O Código de Processo Civil não tem tradição de limitar a incidência da prisão à execução de alimentos referentes a contextos familiares. Confirmando tal tendência, o Novo Código de Processo Civil refere-se hipóteses ligadas a pensão alimentícia como sendo referentes à exigibilidade da obrigação de prestar alimentos; a expressão, que é ampla, não expressa qualquer distinção em relação à fonte da obrigação.
O Novo Código traz ainda mais um ponto em favor da posição aqui defendida: o art. 533, ao mencionar a possibilidade de constituição de capital em demandas reparatórias que preveem alimentos indenizatórios, foi inserido no capítulo regente da execução de prestações alimentares em geral; percebe-se, portanto, que o legislador, longe diferenciar pensões alimentícias, atuou no sentido de aproximar seus regimes executivos.
Vale também destacar que o Novo Código buscou incrementar ainda mais a efetividade da execução alimentícia ao prever o protesto do nome do executado e afirmar que a justificativa do executado precisa expor a comprovação de fato gerador da impossibilidade absoluta de pagar a pensão devida (Lei 13.105/2015, art. 528 §§ 1º e 2º).
Não há no ordenamento, portanto, norma que justifique a diferenciação apta a excluir a possibilidade de prisão no inadimplemento de obrigações alimentares fixadas a título de reparação por ato ilícito; interpretação diversa prejudica indevidamente as vítimas de atos ilícitos ao retirar a eficácia potencializada pela coerção inerente à execução sob pena de prisão.

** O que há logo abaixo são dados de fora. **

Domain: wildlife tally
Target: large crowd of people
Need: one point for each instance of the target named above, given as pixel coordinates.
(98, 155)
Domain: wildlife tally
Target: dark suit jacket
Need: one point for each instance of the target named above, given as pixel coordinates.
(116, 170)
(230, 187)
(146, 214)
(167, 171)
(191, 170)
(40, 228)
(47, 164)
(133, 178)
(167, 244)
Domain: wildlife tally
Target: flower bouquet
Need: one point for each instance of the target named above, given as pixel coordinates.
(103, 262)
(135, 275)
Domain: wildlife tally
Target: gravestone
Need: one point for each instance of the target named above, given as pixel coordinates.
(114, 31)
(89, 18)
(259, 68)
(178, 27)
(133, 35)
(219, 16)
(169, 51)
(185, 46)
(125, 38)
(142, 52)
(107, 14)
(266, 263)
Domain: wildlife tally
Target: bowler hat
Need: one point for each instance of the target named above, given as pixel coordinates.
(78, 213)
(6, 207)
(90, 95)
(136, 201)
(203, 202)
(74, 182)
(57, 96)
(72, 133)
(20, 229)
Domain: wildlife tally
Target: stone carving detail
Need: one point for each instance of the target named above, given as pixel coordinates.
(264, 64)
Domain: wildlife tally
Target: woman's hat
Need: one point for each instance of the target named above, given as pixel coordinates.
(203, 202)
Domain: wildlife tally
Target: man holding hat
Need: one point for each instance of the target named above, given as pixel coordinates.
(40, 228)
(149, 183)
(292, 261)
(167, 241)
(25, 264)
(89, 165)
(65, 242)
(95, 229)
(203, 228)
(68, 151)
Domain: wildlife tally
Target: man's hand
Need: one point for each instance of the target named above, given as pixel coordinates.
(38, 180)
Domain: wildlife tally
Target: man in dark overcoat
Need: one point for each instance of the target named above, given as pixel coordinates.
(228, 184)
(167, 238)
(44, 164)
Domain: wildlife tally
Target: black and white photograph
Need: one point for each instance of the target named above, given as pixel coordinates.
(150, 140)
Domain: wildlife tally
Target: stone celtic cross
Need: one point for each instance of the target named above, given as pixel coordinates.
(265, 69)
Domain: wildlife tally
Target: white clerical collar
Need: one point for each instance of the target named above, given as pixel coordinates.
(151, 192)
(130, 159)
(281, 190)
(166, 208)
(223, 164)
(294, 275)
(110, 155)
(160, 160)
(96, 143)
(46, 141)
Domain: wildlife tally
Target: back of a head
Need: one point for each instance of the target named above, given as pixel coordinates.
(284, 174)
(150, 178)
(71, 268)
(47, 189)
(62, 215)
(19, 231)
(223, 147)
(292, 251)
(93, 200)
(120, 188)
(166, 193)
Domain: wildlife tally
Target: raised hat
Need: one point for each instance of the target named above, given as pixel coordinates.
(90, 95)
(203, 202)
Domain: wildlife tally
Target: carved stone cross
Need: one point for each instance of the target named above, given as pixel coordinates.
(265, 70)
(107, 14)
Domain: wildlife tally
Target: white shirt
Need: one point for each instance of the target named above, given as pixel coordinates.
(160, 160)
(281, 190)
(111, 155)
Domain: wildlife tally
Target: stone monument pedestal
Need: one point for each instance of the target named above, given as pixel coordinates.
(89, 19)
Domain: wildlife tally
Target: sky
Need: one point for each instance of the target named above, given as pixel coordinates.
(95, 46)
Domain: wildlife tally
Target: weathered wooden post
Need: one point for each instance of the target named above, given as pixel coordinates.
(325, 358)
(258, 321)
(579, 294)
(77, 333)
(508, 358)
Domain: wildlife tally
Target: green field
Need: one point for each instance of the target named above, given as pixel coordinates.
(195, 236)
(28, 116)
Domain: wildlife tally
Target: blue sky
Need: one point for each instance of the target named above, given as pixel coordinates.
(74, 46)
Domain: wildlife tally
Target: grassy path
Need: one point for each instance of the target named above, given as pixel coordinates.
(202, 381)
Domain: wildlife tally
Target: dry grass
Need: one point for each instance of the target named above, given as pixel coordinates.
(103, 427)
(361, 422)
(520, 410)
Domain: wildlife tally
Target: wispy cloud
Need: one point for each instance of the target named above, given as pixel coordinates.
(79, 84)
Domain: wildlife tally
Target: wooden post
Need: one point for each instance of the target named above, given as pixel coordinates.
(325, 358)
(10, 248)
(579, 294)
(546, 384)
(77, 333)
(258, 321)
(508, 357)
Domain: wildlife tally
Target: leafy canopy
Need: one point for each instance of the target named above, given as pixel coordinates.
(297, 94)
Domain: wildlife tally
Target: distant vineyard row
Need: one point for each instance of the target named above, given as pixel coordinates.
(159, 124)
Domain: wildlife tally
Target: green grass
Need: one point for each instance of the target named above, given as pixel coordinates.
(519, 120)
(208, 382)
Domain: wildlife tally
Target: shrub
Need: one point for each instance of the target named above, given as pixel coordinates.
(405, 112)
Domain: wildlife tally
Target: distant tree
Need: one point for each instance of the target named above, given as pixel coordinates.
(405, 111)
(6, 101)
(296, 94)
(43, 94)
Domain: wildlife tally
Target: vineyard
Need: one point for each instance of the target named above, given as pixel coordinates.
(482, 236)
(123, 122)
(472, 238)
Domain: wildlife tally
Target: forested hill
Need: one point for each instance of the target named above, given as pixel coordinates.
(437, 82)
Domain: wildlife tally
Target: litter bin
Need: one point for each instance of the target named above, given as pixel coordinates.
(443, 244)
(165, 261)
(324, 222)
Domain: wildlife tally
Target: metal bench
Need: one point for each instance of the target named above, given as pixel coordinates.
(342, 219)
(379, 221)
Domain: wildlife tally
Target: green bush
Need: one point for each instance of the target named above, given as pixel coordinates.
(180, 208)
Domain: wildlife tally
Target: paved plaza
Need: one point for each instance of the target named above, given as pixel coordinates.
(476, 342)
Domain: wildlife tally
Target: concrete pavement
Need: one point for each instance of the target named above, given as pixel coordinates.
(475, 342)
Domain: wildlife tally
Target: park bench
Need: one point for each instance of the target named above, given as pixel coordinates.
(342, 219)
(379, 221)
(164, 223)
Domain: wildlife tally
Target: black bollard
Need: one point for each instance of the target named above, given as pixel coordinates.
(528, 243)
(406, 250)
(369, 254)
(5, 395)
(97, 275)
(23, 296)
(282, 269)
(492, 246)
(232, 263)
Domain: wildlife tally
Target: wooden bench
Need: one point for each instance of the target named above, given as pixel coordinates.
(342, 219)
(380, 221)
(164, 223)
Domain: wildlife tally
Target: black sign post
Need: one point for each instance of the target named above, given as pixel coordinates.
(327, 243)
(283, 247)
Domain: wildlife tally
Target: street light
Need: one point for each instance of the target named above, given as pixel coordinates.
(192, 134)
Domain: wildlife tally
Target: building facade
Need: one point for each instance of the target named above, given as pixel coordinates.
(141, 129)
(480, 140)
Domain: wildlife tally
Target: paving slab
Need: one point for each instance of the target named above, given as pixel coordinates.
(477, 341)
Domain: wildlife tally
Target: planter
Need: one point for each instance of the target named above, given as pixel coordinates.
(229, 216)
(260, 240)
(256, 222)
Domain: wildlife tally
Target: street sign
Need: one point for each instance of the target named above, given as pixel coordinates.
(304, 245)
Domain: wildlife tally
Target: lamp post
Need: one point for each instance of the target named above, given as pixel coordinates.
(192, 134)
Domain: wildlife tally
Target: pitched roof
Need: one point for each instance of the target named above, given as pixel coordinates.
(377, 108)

A execução de alimentos engendrada no sistema jurídico brasileiro, como autêntica tutela diferenciada, visa propiciar maior efetividade à proteção de um direito considerado especial pelo ordenamento.
Apesar disso, há quem responda negativamente à pergunta, afirmando haver restrições à incidência da prisão. Há diversas decisões nesse sentido; muitas delas, porém, não enfrentam os argumentos expostos, limitando-se a afirmar, sem maiores digressões, que a possibilidade de requerer a execução sob pena de prisão deve ser considerada em perspectiva restritiva, sendo pertinente apenas em casos de inadimplemento verificados em contextos familiares. É possível crer, porém, em mudança no cenário jurisprudencial: cada vez mais há entendimentos prestigiando a concretização de compreensões que conduzam a um “processo civil de resultados”.
O posicionamento pela impossibilidade de execução sob pena de prisão no caso de alimentos decorrentes de ato ilícito distancia o intérprete da missão protetora do processo; a tutela jurisdicional precisa funcionar bem, incidindo seus ditames de modo eficiente em prol de quem vive a árdua situação de precisar exigir alimentos em juízo.
Espera-se que a triste situação de vítimas como Jodeílde – que precisará recompor sua vida em um cenário marcado por significativas restrições – não seja piorada pela falta de efetividade da execução alimentícia que precisará promover em face do devedor que, de modo voluntário e inescusável, restar inadimplente.